Amazon, the no.2 retail brand, saw a 3% decline in its brand value to $62.3bn but remains more valuable than Walmart, which it overtook in 2013. Walmart, no.3 in the retail ranking is worth $35.2bn and has 11,000 stores worldwide.
Discount retailers, with their value and quality offers have shown strong growth in recent years. Aldi (no.8), grew its brand by 22% to $11.7bn and Lidl (no.20), was up 27% to $6.0bn. Advertising focusing on promoting quality produce equal to the major multiples has helped the discounters’ value proposition and resulted in a shift in the balance of power. The major supermarkets no longer dominate the retail ranking.
Elspeth Cheung, Global BrandZ Valuation Director at Millward Brown said, “As retailers continue to fight off fierce price competition and operate in a category undergoing a radical transformation, there’s an underlying urgency to remain relevant to shoppers. Adopting a shopper-first attitude is not enough; retailers also need to create meaningful and differentiated brands if they want to find a path to growth.”

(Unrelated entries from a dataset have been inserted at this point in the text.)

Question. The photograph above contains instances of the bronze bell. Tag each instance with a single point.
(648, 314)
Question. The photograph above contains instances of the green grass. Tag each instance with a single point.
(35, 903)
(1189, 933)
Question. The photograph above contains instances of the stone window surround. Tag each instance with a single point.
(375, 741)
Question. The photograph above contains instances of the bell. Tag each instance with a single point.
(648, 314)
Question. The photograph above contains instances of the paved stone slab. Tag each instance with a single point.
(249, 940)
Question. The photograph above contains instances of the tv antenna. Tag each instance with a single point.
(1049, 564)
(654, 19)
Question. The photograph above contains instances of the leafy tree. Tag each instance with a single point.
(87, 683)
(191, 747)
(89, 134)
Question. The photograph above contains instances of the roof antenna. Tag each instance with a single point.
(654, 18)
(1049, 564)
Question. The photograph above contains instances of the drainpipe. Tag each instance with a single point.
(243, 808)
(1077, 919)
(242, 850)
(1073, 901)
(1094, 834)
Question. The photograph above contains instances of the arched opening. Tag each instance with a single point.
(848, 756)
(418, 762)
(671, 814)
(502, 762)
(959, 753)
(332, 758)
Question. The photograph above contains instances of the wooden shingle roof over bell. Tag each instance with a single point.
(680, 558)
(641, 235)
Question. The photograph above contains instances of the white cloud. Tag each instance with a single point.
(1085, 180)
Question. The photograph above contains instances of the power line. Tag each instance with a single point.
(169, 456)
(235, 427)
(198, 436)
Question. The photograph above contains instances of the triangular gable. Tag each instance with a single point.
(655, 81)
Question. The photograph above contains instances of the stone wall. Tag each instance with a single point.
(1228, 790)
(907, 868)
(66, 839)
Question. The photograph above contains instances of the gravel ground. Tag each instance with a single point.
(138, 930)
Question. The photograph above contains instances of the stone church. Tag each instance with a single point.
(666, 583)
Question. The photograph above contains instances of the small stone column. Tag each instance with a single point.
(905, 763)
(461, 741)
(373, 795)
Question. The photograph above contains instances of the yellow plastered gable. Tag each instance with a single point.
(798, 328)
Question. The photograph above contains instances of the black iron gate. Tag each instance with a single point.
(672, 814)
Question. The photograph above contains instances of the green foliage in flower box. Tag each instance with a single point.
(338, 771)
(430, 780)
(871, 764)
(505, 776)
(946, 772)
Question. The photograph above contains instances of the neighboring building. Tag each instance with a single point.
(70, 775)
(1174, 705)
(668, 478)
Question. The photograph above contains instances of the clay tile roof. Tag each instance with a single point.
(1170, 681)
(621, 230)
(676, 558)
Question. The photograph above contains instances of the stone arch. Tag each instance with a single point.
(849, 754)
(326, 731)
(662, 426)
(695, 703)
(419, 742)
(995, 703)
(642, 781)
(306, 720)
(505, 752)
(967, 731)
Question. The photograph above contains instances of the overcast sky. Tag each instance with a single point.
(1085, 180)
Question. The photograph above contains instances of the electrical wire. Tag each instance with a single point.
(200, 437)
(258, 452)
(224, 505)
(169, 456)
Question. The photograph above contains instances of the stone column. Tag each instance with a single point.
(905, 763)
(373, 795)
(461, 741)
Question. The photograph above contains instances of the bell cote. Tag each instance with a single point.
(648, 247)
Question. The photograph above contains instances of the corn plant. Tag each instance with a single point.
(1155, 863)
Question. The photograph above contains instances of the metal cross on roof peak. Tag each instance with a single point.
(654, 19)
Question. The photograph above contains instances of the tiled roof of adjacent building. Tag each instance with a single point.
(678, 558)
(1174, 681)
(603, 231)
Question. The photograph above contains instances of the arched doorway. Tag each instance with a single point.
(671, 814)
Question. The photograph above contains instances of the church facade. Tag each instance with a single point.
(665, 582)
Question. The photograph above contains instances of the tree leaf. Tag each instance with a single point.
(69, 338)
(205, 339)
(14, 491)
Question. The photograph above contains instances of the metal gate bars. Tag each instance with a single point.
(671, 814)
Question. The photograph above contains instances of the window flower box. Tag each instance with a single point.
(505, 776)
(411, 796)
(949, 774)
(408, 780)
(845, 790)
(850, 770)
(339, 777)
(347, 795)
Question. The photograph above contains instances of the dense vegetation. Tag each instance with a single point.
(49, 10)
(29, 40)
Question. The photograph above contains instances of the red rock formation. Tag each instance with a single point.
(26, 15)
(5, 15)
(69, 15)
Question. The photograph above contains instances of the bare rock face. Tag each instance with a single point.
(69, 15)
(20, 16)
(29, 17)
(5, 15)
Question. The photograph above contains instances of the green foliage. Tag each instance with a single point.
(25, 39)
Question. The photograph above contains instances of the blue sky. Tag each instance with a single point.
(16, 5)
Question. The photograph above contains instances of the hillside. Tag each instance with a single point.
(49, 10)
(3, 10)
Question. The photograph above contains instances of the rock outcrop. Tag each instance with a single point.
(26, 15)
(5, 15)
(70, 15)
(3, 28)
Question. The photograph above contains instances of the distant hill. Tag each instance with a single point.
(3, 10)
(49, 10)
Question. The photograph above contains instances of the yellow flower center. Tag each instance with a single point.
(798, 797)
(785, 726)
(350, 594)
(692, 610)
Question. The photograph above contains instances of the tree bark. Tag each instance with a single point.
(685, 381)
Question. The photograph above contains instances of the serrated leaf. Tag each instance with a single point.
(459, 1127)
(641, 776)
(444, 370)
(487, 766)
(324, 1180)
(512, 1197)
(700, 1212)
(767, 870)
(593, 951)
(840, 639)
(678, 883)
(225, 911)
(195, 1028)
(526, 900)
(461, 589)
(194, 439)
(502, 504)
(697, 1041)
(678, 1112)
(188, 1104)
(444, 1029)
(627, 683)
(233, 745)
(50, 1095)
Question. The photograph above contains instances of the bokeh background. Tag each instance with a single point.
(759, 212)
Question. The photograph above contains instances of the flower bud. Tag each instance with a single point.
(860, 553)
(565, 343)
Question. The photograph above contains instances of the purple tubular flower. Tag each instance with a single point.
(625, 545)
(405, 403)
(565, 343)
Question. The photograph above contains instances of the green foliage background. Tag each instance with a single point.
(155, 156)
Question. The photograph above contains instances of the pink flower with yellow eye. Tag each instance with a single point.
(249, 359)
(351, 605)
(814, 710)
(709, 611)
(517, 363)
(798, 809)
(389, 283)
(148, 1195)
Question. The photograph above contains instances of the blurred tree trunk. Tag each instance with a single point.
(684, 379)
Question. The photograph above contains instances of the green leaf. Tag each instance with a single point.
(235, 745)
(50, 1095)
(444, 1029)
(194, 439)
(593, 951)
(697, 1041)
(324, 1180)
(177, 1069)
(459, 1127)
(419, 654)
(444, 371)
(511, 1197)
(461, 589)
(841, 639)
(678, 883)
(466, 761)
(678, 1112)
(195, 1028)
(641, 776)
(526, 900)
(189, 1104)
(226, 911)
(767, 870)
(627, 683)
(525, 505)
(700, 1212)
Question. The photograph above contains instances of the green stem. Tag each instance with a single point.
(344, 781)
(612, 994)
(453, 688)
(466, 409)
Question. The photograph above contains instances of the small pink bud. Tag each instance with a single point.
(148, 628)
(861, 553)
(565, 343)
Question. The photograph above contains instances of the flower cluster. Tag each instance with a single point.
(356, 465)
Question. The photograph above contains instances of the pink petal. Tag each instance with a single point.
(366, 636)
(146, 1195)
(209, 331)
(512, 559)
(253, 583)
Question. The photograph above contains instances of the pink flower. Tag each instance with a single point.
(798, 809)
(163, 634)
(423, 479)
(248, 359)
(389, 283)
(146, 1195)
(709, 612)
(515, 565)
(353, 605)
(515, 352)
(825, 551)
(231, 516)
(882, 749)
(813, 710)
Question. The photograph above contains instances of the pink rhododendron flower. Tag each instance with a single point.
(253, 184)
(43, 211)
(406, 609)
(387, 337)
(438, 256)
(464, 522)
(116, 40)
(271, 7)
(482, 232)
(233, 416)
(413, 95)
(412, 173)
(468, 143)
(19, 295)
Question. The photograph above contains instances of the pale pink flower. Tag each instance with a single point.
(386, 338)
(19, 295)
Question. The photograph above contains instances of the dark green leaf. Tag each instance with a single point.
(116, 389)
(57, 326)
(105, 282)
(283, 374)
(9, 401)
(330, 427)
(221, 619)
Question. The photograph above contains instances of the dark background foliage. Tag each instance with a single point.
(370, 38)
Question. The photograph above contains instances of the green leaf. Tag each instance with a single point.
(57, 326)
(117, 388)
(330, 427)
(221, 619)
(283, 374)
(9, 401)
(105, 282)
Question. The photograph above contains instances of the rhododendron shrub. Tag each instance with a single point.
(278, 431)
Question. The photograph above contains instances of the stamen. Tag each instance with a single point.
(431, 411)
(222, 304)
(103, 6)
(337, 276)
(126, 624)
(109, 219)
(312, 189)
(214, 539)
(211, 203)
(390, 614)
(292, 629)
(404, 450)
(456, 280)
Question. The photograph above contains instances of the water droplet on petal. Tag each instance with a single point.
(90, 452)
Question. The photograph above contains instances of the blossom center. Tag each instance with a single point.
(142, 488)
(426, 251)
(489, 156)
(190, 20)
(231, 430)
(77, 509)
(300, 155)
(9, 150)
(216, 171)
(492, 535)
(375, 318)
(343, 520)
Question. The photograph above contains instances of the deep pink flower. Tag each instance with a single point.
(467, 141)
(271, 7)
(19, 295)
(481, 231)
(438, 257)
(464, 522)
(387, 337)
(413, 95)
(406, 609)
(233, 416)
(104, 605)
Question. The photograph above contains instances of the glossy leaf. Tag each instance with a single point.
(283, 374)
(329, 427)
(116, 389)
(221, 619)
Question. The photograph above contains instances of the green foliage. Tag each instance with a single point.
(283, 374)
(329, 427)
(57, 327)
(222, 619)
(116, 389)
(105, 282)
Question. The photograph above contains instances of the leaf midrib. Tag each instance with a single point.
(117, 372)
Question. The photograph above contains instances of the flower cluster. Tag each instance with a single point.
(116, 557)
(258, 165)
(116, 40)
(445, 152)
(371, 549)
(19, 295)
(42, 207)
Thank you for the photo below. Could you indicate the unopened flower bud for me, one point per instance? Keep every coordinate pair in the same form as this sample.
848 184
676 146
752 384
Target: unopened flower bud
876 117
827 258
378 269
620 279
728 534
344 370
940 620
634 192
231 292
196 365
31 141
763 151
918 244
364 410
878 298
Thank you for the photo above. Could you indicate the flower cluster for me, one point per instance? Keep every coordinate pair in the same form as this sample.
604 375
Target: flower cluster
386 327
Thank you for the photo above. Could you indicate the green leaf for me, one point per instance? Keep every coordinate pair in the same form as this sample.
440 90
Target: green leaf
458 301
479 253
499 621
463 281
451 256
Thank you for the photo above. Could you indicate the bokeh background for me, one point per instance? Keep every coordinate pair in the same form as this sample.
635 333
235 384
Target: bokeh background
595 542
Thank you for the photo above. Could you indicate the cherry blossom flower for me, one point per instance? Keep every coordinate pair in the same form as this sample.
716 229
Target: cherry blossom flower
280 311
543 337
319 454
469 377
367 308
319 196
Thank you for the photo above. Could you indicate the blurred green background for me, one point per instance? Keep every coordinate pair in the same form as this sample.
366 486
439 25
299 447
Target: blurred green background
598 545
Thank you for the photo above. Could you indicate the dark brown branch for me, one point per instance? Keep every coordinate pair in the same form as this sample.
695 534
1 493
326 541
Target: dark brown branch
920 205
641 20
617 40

The BrandZ Top 20 Most Valuable Retail Brands 2015
Brand value 2015 ($M)
Brand value change
Rank in global Top 100
The Home Depot
Other highlights in the retail ranking included the convenience trend. Saving shoppers’ time and adopting a ‘customer-first’ attitude continues to boost retail brand values. Supermarkets such as Walmart (no.3) and 7-Eleven (a new entrant at no.17) capitalised on this with small format stores whereas Macy’s department store (no.18) also played to this trend as a one stop shop. Amazon (no.2) experimented in New York with a one-hour delivery service called PrimeNow.
Two new brands from China – In addition to no.1 brand Alibaba, JD.com, a Chinese e-commerce site that processed 689m orders in 2014 entered the ranking. The ability of Chinese brands to build brands overseas as well as at home is a common theme across many categories in this year’s ranking. According to The Economist Intelligence Unit, China is expected to overtake the US as the world’s largest overall retail market within five years.
In the BrandZ Top100 Most Valuable Global Brands ranking, Apple overtook Google to once again become the world’s most valuable brand, increasing its brand value to $247bn, a rise of 67% year on year. Though the AppleWatch has proved extremely popular, Apple’s brand value growth has been driven by successful sales of the iPhone 6. Google (no.2) also grew, achieving a 9% value increase to reach $173.7bn. Microsoft, now worth $115.5bn, is the new no.3, rising one position with value growth of 28%.
Technology is the fastest-growing category – up 24% in the last year, the tech brands in the Top 100 are worth more than $1tn, nearly a third of the value of all brands in the ranking.